Peter Oborne in the Daily Mail agrees, calling it one of the best speeches of Mr Johnson's career and praising him for talking about Brexit "with vim and gusto".
He also thinks he was "loyal" to Theresa May, adding this is not a quality with which the foreign secretary is usually associated.
The Sun criticises Mr Johnson for being short on solutions for improving the lot of the young or the fed-up.
"What practical help will this roaring be to those paid less than they were in 2007," it asks.
According to the lead in the i, one way the government may try to win over younger voters is through the re-introduction of maintenance grants to help the poorest students in England.
It reports that Education Secretary Justine Greening is battling with the Treasury to push through the plans.
"Inside the killer's lair" is the Daily Mirror's front-page headline as it pictures the Las Vegas attacker lying dead in his hotel room beside two assault rifles.
Crime scene tape frames a photo on the front of the Sun showing another of Stephen Paddock's weapons, primed and ready to fire.
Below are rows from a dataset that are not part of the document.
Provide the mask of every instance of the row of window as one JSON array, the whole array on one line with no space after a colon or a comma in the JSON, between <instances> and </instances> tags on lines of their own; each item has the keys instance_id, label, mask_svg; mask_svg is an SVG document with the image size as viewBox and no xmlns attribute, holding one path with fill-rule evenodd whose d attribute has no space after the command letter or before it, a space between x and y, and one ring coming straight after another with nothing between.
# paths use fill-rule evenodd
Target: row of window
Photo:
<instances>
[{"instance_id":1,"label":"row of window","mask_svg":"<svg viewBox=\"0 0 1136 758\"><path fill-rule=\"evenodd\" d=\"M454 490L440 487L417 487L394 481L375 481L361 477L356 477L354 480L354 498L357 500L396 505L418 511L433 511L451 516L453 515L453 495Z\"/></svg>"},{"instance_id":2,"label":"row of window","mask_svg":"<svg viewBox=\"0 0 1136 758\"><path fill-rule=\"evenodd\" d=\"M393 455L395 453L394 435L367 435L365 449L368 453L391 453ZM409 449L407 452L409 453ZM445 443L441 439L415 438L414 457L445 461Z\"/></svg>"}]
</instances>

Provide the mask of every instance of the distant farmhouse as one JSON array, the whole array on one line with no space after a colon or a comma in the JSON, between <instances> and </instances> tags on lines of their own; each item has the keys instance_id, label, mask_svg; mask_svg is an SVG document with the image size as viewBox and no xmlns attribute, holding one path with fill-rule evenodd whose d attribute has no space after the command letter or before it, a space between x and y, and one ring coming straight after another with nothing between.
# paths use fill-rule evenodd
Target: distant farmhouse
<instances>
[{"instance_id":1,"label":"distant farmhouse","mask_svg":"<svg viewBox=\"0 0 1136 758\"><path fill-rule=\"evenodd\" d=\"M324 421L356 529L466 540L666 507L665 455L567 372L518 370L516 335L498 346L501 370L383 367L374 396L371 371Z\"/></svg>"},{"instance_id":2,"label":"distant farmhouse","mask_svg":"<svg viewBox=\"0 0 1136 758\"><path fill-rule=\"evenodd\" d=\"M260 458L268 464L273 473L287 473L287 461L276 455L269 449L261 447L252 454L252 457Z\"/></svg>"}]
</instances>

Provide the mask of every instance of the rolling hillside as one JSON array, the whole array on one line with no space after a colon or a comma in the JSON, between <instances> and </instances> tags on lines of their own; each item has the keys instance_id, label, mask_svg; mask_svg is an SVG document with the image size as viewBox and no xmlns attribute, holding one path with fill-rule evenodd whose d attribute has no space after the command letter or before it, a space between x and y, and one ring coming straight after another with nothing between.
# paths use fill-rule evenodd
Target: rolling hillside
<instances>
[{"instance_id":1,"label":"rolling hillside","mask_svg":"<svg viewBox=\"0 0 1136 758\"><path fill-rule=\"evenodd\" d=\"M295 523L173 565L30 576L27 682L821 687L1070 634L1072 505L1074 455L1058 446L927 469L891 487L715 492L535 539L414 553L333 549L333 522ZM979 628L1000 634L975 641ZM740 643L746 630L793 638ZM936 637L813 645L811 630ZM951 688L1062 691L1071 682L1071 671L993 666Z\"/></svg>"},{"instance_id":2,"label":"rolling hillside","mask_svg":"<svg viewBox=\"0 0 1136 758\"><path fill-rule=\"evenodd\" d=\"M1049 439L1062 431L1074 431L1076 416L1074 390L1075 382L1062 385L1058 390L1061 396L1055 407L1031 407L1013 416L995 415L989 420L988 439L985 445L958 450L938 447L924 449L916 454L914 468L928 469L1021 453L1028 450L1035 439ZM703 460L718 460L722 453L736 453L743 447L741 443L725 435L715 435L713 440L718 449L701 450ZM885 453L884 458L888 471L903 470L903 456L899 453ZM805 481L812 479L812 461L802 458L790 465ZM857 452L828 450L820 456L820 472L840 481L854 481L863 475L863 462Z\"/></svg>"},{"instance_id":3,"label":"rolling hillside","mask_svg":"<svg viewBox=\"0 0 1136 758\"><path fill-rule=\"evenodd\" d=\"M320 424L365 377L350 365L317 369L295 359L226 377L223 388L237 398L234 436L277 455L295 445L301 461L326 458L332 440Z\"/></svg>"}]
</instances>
Guardian columnist Richard Wolffe accuses the gun lobby of trying to stifle debate about new controls.
"We don't stop talking about air safety after a passenger jet goes down," he writes. "If we can't demand gun control after Las Vegas, then when?"
The Times covers Scotland's decision to ban fracking.
According to the paper, the Scottish government is facing claims it prioritised populism over the evidence of its scientific advisers.
Trade body UK Onshore Oil and Gas tells the Scotsman that the SNP is cherry picking evidence to match dogma and argues that relying instead on low-carbon sources of energy will condemn more people to fuel poverty.
But the paper also hears from Friends of the Earth which says the decision will be celebrated around the world, with the potential health risks of fracking enough to merit a ban.
The looming postal strike makes the lead for the Daily Express and the Daily Mail, which both warn industrial action may target Christmas deliveries.
The Mail says workers could walk out on November 24th and 25th, coinciding with the so-called Black Friday sales when many families buy discounted items online.
The Mirror says there was a "thumping majority" in favour of the strike and Royal Mail needs to negotiate fast to head off problems.
Merlot is making a comeback, according to the Times, but it has taken 13 years for it to recover after sales were destroyed by a cult comedy.
The paper reports that the variety suffered a big decline after the release of the film Sideways in which one of the characters, played by Paul Giamatti, declares he will leave if anyone orders Merlot.
Yet, the paper reports, although the movie was calamitous for one wine sales soared for the character's preferred tipple, Pinot Noir.